Description
I think the current group_by design is too limited. For example, trying to implement tpc-h queries, how are we supposed to write
SELECT l_returnflag,
l_linestatus,
Sum(l_extendedprice * ( 1 - l_discount )) AS sum_disc_price,
Avg(l_quantity) AS avg_qty,
Count(*) AS count_order
FROM lineitem
GROUP BY l_returnflag,
l_linestatus
?
There's two problems with the current API:
- we can't mix and match
sum
andavg
within the same groupby - we can't transform columns within the group by aggregation.

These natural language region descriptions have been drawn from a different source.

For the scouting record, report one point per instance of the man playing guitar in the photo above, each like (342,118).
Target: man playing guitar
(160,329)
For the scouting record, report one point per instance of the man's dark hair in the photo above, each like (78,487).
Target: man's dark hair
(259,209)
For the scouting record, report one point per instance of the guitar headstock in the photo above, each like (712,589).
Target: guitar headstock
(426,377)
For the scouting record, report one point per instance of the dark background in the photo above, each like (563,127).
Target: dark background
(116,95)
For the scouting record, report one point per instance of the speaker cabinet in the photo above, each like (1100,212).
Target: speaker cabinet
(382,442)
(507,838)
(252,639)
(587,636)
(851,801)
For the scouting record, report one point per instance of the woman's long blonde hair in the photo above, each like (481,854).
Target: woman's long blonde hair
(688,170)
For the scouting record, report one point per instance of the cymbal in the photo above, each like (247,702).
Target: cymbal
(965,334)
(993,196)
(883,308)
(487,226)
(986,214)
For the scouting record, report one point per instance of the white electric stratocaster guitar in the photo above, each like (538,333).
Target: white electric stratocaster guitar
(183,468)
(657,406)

For example, tpc-h would require
l_extendedprice*(1-l_discount)
to be written inside the group by, rather than outside it
There's a couple of solutions I can think of
1. Expressions
Once again, the expressions API may help us here (#249)
We could introduce GroupBy.aggregate
, which you can pass an expression to and which must reduce itself to a 1-row column per group
So, for example, the above could be expressed with:
lineitem: DataFrame
lineitem.group_by('l_return_flag', 'l_linestatus').aggregate(
(col('l_extendedprice')*(1-col('discount'))).sum().rename('sum_disc_price'),
col('l_quantity').mean().rename('avg_qty'),
col('l_return_flag').count().rename('count_order'),
)
In the pandas implementation:
col('l_quantity').mean().rename('avg_qty')

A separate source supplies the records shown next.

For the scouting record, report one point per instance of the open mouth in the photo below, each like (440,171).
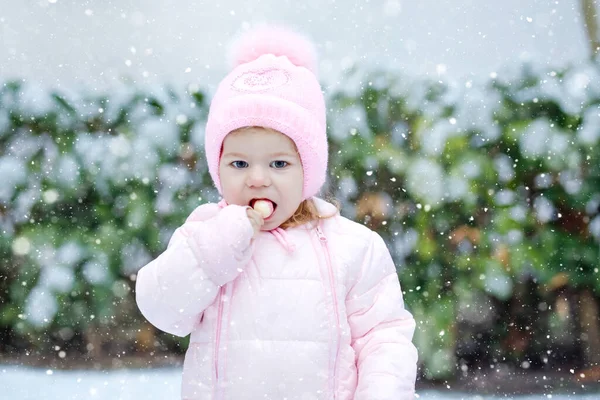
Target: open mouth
(253,202)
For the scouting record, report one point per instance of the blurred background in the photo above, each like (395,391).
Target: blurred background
(466,133)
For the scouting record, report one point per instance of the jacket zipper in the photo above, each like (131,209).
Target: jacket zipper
(218,339)
(323,241)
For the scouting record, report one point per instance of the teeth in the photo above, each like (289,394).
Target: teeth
(263,207)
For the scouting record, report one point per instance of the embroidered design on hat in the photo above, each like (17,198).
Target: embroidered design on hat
(260,80)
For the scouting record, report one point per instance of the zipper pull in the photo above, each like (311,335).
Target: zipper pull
(320,234)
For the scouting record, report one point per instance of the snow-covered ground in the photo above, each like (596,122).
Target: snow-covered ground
(21,383)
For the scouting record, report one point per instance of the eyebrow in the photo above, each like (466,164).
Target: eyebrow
(240,155)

could get mapped toavg_qty=pd.NamedAgg(column="l_quantity", aggfunc="mean")
(col('l_extendedprice')*(1-col('discount'))).sum().rename('sum_disc_price')
would probably require a custom lambda function
This would be maximally flexible, but it would mean that people would write code which could be inefficient in the pandas implementation
2. (output_column_name, input_column_name, aggregation_name, **kwargs) tuples
Alternatively, .aggregate
could take a tuple of (output_column_name, input_column_name, aggregation_name), and in the case above then (col('l_extendedprice')*(1-col('discount')))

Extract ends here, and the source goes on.